At GreenBlue Urban we have been continuously innovating to develop engineered solutions that not only provide amenity and biodiversity value, but add the critical element of sustainability to the process of integrating trees into the urban landscape.

Jack Layton Ferry Terminal

With a particular focus on SUDs / LID, stormwater practitioners across diverse practices have been considering the importance of the whole water management ‘network’ through our cities and towns. The grey water that is produced from our daily activities as potentially being put back into that ‘grid’. We talk about ‘off-the-grid’ frequently in relation to energy efficiency and it is clear that green infrastructure has a role to play in reducing energy use from buildings. However, what we hear less about is how we can innovate to help every development, including residential, keep as much rainwater as possible out of the sewer system. This starts with being more mindful of the ways and means in which LID / SUDs systems, particularly effective source controls, can be implemented across our urban developments to manage stormwater runoff with a more sustainable and long-term view.

SuDS ArborFlow Project – Fletton Quays

There has been a lot of research around the potential to recycle grey water into green infrastructure and we can say with confidence that we can recycle this type of by-product of our modern society to irrigate LID/SUDS tree pits. We can also disconnect our downpipes and discharge the water into an ArborFlow system.
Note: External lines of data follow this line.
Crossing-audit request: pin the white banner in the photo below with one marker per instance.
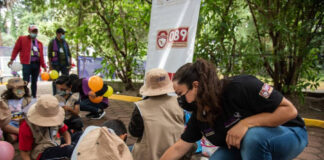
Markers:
(172, 34)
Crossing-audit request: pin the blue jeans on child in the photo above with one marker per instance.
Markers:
(279, 143)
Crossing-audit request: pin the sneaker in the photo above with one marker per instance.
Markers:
(99, 115)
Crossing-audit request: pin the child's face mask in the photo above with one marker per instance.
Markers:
(19, 92)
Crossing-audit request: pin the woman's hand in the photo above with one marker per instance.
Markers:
(235, 134)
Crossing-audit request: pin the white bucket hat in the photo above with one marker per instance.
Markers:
(157, 82)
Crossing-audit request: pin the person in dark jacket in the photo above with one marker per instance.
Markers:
(59, 55)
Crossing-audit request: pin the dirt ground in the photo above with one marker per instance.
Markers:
(313, 107)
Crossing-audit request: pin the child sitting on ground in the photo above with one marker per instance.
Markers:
(107, 142)
(38, 133)
(96, 109)
(16, 97)
(70, 102)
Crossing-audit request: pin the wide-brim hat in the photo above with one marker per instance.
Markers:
(15, 83)
(46, 112)
(157, 82)
(5, 114)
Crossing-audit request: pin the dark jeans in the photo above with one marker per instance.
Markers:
(33, 71)
(267, 143)
(59, 68)
(87, 105)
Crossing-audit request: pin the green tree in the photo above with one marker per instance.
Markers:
(292, 33)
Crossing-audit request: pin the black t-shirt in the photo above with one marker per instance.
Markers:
(242, 97)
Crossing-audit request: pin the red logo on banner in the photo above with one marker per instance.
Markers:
(162, 39)
(177, 37)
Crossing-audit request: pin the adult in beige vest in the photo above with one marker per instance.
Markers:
(38, 134)
(157, 120)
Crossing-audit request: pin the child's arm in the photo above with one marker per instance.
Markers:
(74, 111)
(25, 155)
(67, 138)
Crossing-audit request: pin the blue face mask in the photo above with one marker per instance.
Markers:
(33, 35)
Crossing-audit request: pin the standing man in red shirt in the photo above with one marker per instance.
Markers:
(31, 56)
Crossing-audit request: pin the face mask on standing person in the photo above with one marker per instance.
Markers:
(33, 35)
(185, 105)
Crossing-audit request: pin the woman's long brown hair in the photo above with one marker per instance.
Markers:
(209, 90)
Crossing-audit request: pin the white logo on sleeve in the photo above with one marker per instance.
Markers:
(266, 91)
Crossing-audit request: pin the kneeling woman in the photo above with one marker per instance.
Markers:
(247, 118)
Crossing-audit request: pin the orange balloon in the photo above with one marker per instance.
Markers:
(95, 83)
(45, 76)
(95, 99)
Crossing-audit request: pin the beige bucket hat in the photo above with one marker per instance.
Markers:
(46, 112)
(5, 114)
(15, 83)
(157, 82)
(99, 143)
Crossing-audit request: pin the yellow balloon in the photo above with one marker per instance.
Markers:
(109, 92)
(54, 74)
(95, 83)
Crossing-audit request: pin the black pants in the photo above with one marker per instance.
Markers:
(59, 68)
(33, 71)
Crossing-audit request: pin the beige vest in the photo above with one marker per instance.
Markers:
(44, 137)
(70, 102)
(163, 126)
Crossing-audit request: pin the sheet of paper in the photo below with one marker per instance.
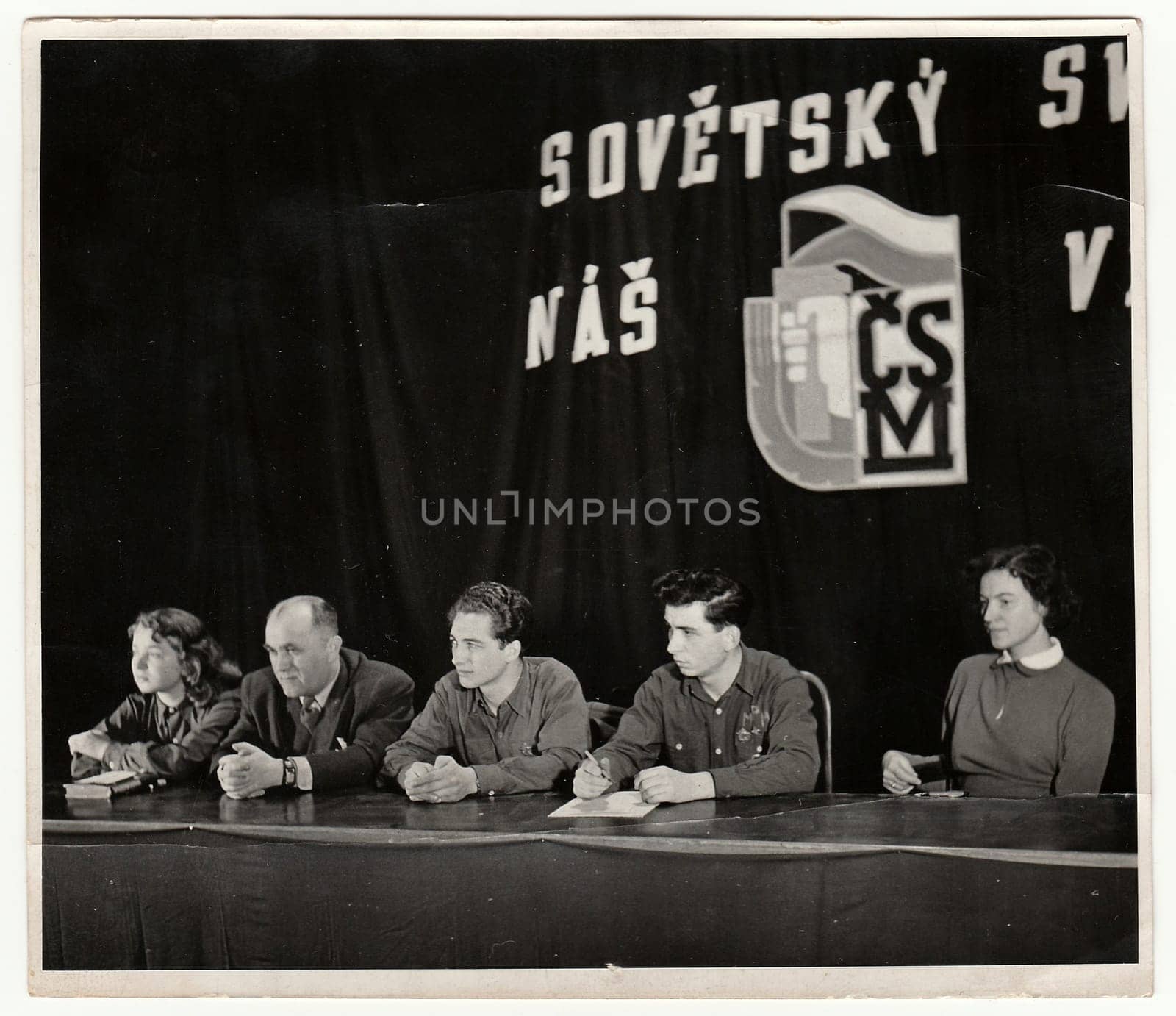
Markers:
(621, 804)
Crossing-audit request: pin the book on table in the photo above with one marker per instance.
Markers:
(111, 784)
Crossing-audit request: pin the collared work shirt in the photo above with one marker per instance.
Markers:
(176, 743)
(539, 735)
(760, 737)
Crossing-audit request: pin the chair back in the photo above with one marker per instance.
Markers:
(826, 722)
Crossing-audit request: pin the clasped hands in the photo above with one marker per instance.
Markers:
(248, 773)
(662, 784)
(899, 775)
(440, 782)
(90, 743)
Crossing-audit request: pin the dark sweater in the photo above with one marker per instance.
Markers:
(1014, 731)
(370, 706)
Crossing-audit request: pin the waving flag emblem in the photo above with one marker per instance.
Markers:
(856, 362)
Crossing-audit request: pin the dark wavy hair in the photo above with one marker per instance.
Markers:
(1039, 572)
(509, 610)
(728, 600)
(187, 635)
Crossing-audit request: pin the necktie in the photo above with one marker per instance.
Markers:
(312, 712)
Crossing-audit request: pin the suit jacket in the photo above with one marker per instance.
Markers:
(370, 707)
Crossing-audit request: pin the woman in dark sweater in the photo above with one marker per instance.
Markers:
(187, 701)
(1023, 721)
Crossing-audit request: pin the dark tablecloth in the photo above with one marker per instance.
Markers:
(187, 879)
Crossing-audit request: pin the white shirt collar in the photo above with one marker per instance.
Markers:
(1038, 661)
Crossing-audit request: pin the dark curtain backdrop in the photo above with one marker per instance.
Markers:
(285, 298)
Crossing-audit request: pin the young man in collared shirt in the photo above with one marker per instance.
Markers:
(723, 720)
(499, 722)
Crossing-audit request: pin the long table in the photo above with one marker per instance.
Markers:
(188, 879)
The idea of taking urban runoff (lightly contaminated rainwater) and channeling it into engineered treepit systems, like ArborFlow, is well attested and this will not present developers and those working on residential schemes with any conceptual difficulties.

The difference between what we call greywater and blackwater is critical to moving toward truly off grid communities. Whilst LID/SUDs pits can easily receive the greywater, blackwater requires a more hybrid approach. We passionately believe that to implement this sustainable approach, using a variety of solutions is the way to a neater, multifunctional solution for our communities. Reed bed treatment can be a solution before blackwater is discharged into the ArborFlow system.

StrataCell bioretention tree planting at Greener Grangetown, Wales.

Source control is critical because through dealing with water when and where it falls we reduce the volumes of waste and the amount of contamination we have to cope with is significantly reduced. It is with this in mind that we have to consider the integrated design and the nexus of components we use to boost source control and to ensure that as much of the blackwater created can be treated as sustainably as possible in the first instance to then be discharged into the tree pit.